All of lore.kernel.org
 help / color / mirror / Atom feed
From: KAMEZAWA Hiroyuki <kamezawa.hiroyu@jp.fujitsu.com>
To: KAMEZAWA Hiroyuki <kamezawa.hiroyu@jp.fujitsu.com>
Cc: "linux-mm@kvack.org" <linux-mm@kvack.org>,
	"linux-kernel@vger.kernel.org" <linux-kernel@vger.kernel.org>,
	"hannes@cmpxchg.org" <hannes@cmpxchg.org>,
	"nishimura@mxp.nes.nec.co.jp" <nishimura@mxp.nes.nec.co.jp>,
	"balbir@linux.vnet.ibm.com" <balbir@linux.vnet.ibm.com>
Subject: [BUGFIX][PATCH 2/4] memcg: fix charge path for THP and allow early retirement
Date: Fri, 28 Jan 2011 12:26:08 +0900	[thread overview]
Message-ID: <20110128122608.cf9be26b.kamezawa.hiroyu@jp.fujitsu.com> (raw)
In-Reply-To: <20110128122229.6a4c74a2.kamezawa.hiroyu@jp.fujitsu.com>

From: KAMEZAWA Hiroyuki <kamezawa.hiroyu@jp.fujitsu.com>

When THP is used, Hugepage size charge can happen. It's not handled
correctly in mem_cgroup_do_charge(). For example, THP can fallback
to small page allocation when HUGEPAGE allocation seems difficult
or busy, but memory cgroup doesn't understand it and continue to
try HUGEPAGE charging. And the worst thing is memory cgroup
believes 'memory reclaim succeeded' if limit - usage > PAGE_SIZE.

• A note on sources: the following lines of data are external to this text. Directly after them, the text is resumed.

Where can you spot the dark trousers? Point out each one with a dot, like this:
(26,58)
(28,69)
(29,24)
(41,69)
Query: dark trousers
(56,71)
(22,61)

By this, khugepaged etc...can goes into inifinite reclaim loop
if tasks in memcg are busy.

After this patch 
 - Hugepage allocation will fail if 1st trial of page reclaim fails.

Changelog:
 - make changes small. removed renaming codes.

Signed-off-by: KAMEZAWA Hiroyuki <kamezawa.hiroyu@jp.fujitsu.com>
---
 mm/memcontrol.c |   28 ++++++++++++++++++++++++----
 1 file changed, 24 insertions(+), 4 deletions(-)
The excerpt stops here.